The authors obtained data from the Swedish Coronary Angiography and Angioplasty Registry on all patients undergoing PCI, with or without FFR guidance, for stable angina pectoris between January 2005 and March 2016.
All-cause mortality was the primary endpoint, while secondary ones included stent thrombosis or restenosis and periprocedural complications. Multilevel Cox proportional hazards regression adjusted with Kernel-based propensity score matching was used as the primary model.
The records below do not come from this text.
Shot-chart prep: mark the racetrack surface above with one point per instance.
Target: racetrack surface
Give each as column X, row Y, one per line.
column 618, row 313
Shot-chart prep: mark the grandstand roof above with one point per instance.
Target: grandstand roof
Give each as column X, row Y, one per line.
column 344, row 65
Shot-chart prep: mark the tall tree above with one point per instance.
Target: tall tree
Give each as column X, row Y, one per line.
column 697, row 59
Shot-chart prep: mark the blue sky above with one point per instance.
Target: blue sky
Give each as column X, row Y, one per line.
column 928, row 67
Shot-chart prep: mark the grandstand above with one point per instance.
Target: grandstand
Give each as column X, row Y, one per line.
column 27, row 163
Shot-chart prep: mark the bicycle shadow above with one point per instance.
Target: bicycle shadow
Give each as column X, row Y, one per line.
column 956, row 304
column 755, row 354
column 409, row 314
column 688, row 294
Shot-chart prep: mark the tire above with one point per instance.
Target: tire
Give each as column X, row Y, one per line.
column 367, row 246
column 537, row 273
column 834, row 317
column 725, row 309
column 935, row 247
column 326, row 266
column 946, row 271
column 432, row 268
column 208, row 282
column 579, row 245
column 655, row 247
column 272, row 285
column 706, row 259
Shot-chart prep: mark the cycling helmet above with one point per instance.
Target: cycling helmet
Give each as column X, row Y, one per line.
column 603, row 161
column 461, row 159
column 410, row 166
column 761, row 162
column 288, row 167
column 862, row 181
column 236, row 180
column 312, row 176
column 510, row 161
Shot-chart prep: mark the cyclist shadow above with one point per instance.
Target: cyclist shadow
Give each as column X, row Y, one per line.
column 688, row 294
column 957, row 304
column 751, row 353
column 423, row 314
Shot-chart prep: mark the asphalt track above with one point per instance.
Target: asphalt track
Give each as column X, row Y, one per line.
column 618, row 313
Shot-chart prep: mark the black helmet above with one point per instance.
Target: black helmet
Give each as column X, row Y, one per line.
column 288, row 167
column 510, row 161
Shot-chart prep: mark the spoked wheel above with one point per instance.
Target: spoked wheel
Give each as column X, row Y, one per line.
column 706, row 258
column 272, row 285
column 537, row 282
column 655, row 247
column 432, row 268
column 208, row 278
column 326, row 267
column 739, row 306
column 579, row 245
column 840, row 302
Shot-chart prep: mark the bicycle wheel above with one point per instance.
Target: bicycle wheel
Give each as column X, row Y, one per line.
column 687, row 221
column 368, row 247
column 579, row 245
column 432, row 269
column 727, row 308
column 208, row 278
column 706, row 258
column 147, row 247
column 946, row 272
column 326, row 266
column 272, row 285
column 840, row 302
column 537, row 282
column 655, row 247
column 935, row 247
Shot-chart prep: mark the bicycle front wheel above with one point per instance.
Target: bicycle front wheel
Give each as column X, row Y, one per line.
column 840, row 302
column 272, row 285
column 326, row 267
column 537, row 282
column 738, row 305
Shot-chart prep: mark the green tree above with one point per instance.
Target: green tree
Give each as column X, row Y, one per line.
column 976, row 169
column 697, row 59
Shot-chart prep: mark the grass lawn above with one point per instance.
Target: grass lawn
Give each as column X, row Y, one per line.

A total of 23,860 patients underwent PCI for stable angina pectoris, of whom 3,367 used FFR guidance. Those who underwent PCI with FFR had lower adjusted risk estimates for all-cause mortality (hazard ratio [HR], 0.81, 95 percent confidence interval [CI], 0.73–0.89; p<0.001) and ST and restenosis (HR, 0.74, 95 percent CI, 0.57–0.96; p=0.022) over a median follow-up of 4.7 years (range, 0–11.2 years).
No between-group difference was observed in terms of periprocedural complications (adjusted odds ratio, 0.96, 95 percent CI, 0.77–1.19; p=0.697).
“This study supports the current European and American guidelines for the use of FFR during PCI and shows that intracoronary pressure wire guidance confers prognostic benefit in patients with stable angina pectoris,” the authors said.
Intracoronary pressure wire measurement of FFR confers guidance on decision-making during PCI, according to the authors.